Девица глупо таращится.
— Сегодня мы с авоськой. За покупками?
— А вам что за дело? — несколько оправясь, огрызается она.
— Вы положительно ко мне неравнодушны. Что бы это значило?
— Не приставайте, пожалуйста! Я с незнакомыми…
— Недолго и познакомиться. Я, например, из уголовного розыска. А вы? — и тоном, не допускающим возражений, требует: — Попрошу документы!
— Еще чего! — хорохорится девица.
— Тогда — «пройдемте»?
Девица колеблется, но все же раскрывает сумочку и вытаскивает паспорт.
— Нате. Подумаешь!
— Благодарю. — Томин быстро пролистывает страницы и возвращает паспорт. — Вы мне чрезвычайно симпатичны. Запомню фио и адресок.
* * *
В той же конторке, где разговаривал с Васькиным, Знаменский беседует теперь с Малаховым, вторым кладовщиком. У Малахова детское лицо, в глазах постоянная то ли задумчивость, то ли грусть. Говорит он немного бессвязно. По временам начинает присочинять, увлекается, искренне верит тому, что рассказывает, смакует драматические эффекты, с удовольствием пугается.

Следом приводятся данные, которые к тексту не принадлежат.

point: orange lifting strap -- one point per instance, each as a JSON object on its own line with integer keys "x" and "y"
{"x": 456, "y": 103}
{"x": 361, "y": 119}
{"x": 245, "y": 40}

— Должен быть третий. Обязательно. Круглосуточно принимаем-отпускаем. Но нету. Умер он. Погиб. Хороший старик, жалко. Петр Иванович. Под самосвал попал. Прям рядом с базой. Зимой еще. Он пьющий был — и под самосвал. В лепешку. Все кости до единой переломало, — и, расширив глаза, Малахов повторяет: — До единой косточки!
— Отчего же не берете третьего кладовщика!
— Трудно подобрать. Коллективная материальная ответственность. Все на доверии. Человек нужен. Мы друг другу товар не сдаем. Котя… это я Васькина так по дружбе… Котя двенадцать часов отработал — я заступаю. Товар перевешивать невозможно. Неделю будешь вешать. Чужой придет — проворуется. Или обведут. Народ только и ждет.
— Такой все нечестный народ?
— У нас-то? Что вы! Жутко воруют. Прут подряд. Мафия. За каждым в оба.
Знаменский подзадоривает:
— Так уж и мафия?
Малахов принимает таинственный вид.
— Про мандариновую империю слышали?
— Нет, — удивляется Знаменский, подыгрывая.
— Страшное дело! До последнего мандарина — в их руках. Что направо, что налево — полный расчет. Транспорт имеют. Агенты везде. Все есть. Тиски запасные — пломбы зажимать. Прям опутали экономику. Денег, конечно…
— Вы с этой «империей» сталкивались?
— Бог хранил. И вы забудьте. Ни-ни. А то ого! Концерт для гроба с оркестром! И никто не узнает, где могилка моя! — Малахов разволновался настолько, что Знаменский смотрит озадаченно: не поймешь, то ли святая простота, то ли человек ловко придуривается.